Friday, March 11, 2022

Rearrange String k Distance Apart very easy O(n) solution

Problem description:

Given a non-empty string s and an integer k, rearrange the string such that the same characters are at least distance k from each other.
All input strings are given in lowercase letters. If it is not possible to rearrange the string, return an empty string "".
 
Example 1:
Input: s = "aabbcc", k = 3
Output: "abcabc"
Explanation:
The same letters are at least distance 3 from each other.
Example 2:
Input: s = "aaabc", k = 3
Output: ""
Explanation:
It is not possible to rearrange the string.
Example 3:
Input: s = "aaadbbcc", k = 2
Output: "bacabcd"
Explanation:
Another possible answer is: "abcabcda"
The same letters are at least distance 2 from each other.
 

 (Update: There is a much simpler construction, which I posted here. I'll update the article when I have time.)

After I solved this problem, It's funny to see that people used all kinds of complicated data structures for this problem, e.g. heap (priority queue), hash map, etc.

In fact, there is an extremely simple algorithm that doesn't need any of them and runs in O(n) time by construction.

Let's look at the problem. We must separate the same characters by distance at least k, so let's simply cut it into n/k pieces, each has length k. The last one must have length n%k, and it looks like this:

The most problematic character is, of course, the one that shows up the most. So first we count the frequency of the characters, and sort in descending order (sorting has complexity O(n lg n), but since the number of characters in a string are upper-bounded by a constant, it's considered O(1) here).

We simply put the first character in the front of each substring. If the frequency is more than the number of substrings, then it's impossible.

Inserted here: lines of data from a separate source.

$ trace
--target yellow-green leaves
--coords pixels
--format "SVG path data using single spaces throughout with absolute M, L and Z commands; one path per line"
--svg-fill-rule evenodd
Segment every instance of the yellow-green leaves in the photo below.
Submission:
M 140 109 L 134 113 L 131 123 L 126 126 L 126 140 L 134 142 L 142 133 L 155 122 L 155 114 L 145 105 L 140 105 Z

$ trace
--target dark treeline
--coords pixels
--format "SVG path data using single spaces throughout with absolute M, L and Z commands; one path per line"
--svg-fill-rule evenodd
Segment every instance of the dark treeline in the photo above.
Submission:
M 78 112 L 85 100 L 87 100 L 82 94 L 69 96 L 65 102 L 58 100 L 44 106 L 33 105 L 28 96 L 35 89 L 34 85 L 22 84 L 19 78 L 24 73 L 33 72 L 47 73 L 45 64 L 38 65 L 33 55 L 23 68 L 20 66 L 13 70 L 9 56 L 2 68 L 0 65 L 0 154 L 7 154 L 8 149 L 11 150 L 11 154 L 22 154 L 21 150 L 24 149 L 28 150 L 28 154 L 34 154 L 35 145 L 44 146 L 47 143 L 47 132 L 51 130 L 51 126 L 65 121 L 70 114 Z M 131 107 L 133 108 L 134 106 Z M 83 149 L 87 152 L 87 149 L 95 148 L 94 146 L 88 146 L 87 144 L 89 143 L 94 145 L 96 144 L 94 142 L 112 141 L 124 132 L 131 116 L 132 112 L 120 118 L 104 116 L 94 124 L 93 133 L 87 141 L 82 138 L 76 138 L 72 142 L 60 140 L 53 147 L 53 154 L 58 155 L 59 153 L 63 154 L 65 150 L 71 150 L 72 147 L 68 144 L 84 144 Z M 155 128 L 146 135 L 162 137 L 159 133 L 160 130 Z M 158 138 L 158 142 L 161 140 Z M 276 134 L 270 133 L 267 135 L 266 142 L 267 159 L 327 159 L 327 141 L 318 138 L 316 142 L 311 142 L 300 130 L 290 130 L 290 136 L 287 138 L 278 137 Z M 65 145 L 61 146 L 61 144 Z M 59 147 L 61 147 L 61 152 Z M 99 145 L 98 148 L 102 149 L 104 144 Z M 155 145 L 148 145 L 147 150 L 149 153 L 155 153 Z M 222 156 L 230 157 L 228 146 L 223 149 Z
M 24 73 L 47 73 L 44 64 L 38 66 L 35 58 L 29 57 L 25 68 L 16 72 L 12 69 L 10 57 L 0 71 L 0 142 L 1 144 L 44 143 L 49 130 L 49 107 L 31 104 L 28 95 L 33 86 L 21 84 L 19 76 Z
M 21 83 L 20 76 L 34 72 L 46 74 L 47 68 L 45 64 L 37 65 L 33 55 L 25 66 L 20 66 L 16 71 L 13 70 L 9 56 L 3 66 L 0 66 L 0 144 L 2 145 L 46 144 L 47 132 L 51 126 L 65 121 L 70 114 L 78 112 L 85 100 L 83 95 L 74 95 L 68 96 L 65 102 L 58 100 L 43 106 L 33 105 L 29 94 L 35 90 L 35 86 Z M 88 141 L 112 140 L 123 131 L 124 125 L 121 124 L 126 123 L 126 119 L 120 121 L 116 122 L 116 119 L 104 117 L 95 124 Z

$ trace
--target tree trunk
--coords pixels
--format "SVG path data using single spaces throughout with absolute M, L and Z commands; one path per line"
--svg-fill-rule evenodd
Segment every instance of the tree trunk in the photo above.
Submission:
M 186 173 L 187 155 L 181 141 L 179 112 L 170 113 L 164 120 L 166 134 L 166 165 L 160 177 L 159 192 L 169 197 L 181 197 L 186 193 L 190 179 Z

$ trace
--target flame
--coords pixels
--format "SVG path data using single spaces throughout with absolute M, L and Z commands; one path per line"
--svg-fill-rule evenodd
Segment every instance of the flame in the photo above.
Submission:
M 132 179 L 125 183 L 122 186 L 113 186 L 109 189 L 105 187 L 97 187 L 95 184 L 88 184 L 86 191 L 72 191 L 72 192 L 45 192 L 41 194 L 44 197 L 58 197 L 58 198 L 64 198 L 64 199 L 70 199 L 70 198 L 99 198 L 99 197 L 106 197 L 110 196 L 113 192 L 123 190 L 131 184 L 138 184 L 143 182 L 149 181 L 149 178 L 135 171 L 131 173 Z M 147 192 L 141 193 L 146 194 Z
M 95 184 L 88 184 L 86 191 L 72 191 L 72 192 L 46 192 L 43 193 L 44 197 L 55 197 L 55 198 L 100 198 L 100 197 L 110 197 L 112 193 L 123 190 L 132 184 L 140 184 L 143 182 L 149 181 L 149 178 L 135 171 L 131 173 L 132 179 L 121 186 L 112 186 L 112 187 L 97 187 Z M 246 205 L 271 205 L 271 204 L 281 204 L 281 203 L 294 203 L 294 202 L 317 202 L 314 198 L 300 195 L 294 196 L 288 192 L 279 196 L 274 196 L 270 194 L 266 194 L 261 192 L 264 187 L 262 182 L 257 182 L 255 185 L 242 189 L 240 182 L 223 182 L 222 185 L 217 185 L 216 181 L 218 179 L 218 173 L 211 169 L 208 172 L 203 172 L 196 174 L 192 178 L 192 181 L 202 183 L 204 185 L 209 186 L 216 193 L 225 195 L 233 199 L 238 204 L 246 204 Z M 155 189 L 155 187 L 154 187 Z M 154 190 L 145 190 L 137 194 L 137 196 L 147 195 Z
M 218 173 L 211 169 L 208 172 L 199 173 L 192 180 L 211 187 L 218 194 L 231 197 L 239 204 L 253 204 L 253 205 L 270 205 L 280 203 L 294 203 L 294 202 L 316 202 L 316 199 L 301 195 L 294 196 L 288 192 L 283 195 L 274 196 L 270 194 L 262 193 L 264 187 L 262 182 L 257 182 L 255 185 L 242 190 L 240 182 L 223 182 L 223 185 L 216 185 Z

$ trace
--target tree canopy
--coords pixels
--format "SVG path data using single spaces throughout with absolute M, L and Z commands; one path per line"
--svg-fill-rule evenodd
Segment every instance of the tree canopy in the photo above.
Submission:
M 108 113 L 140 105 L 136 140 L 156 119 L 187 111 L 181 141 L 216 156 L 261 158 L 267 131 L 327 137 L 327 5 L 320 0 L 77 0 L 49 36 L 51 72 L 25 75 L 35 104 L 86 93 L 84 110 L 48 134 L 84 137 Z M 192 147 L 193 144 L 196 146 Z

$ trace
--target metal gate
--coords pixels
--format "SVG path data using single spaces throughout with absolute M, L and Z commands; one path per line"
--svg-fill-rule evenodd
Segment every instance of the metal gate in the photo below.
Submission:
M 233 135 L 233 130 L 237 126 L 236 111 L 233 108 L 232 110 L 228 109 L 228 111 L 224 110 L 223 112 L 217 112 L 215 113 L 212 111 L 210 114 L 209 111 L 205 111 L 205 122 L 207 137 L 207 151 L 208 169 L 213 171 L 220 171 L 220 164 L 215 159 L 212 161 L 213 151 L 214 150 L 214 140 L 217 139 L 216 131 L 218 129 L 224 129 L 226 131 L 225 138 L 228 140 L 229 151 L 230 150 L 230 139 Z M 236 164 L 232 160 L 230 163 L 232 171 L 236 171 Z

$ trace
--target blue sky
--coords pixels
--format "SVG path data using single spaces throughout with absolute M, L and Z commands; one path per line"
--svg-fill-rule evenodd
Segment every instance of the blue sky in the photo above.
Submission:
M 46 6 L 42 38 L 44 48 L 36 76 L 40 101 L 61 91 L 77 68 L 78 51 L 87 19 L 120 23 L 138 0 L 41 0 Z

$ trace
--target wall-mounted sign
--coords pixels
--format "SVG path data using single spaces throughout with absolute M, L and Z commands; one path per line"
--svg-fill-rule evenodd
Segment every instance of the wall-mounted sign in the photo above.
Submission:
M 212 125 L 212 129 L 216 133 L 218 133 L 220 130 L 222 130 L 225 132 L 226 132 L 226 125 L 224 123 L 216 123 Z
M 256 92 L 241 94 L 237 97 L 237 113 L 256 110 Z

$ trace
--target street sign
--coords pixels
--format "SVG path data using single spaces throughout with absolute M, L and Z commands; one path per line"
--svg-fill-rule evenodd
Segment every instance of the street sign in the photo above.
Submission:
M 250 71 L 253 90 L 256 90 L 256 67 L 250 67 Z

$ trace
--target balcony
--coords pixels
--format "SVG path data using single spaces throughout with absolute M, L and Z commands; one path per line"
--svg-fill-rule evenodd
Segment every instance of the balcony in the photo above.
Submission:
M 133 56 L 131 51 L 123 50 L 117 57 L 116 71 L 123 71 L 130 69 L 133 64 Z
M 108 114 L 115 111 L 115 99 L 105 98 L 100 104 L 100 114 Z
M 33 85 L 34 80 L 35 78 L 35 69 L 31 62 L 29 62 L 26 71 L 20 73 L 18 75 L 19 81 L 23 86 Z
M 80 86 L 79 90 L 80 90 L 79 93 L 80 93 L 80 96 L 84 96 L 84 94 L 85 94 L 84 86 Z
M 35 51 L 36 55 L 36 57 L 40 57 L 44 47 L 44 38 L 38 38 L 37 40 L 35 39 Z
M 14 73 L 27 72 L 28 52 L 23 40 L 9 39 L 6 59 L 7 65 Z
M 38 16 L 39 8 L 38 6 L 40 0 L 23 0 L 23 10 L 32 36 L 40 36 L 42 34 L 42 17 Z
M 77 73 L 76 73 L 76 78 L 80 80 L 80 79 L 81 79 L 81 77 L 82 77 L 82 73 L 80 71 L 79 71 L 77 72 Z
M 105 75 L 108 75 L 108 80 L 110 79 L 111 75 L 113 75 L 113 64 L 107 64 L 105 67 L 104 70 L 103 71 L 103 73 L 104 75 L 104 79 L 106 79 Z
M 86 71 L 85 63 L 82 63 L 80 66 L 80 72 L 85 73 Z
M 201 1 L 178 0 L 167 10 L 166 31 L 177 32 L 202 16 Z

Next, we simply put the second character in the next empty place, continuing from where the last character was put. E.g, if we have 6 of 'x' and 5 of 'y', and 8 substrings, then after filling in the first two characters, the substrings are

xy
xy
xy
x
x
x
y
y

It would violate the condition if the last 'y' reaches or goes beyond the substring above the first 'y' - but it won't happen, since the frequency of the second character must be equal or smaller than the first one, so if that happens, then it must happen to the first character which is before it. Since we must check if the frequency of the first character is more than the number of substrings, we would've already noticed that it's impossible. And if they all have the same length n/k(+1), then 'y' would just fill in all the substrings from the first to the last as well, so there won't be any problems either!

Now we can fill in the characters from top to bottom, when it's full we move to the right. If n%k==0, that's all we need to do!

It would be a little more complicated if n%k!=0. Let's see what happens.

When we reach the point where the first n%k columns are full, and part of the next column is occupied, if the next character has frequency n/k, it will become a failure, because the last character will be right above the row of the first character, and it's one space to the right, so the distance is k-1:
So, how do we prevent this?
Since we know that if this character has frequency n/k+1 then it's impossible (we simply return empty string), we can guarantee that the frequency of this character is at most n/k. So, if we start from a new column, there wouldn't be any problem like this, just like what we did in the beginning! And we can bring the last few characters back to where we skipped!
Does this work? Yes, if there are enough columns. But if not, it may still cause a failure:
Suppose after we filled in the first n%k columns, and we skip the partially filled column, and we fill the empty column next to it with the next character, x. Then we keep going with the next character, y, which is the last character. Now, if we bring it back to the empty space, they will be to the left of the first few y's!

So, how can we fix it?








Notice that it's because the last few characters are brought from the top to the bottom, but the first few characters were already in the bottom, maybe we can change the direction! If we go from bottom to top, is this going to fix the problem?
Yes! This time, even if the character has frequency n/k, its tail wouldn't reach its head because of the same reasoning that we stated in the beginning. And we can simply move the last part to the front! Even if there's only one extra column, it wouldn't cause any trouble:







But hey, remember that the rows are strings, it seems a little too complicated to fill in the first n%k+1 columns, then skip some of the characters, fill the columns after it, then come back and fill in the last few characters from where we skipped. Can we do it in a better way?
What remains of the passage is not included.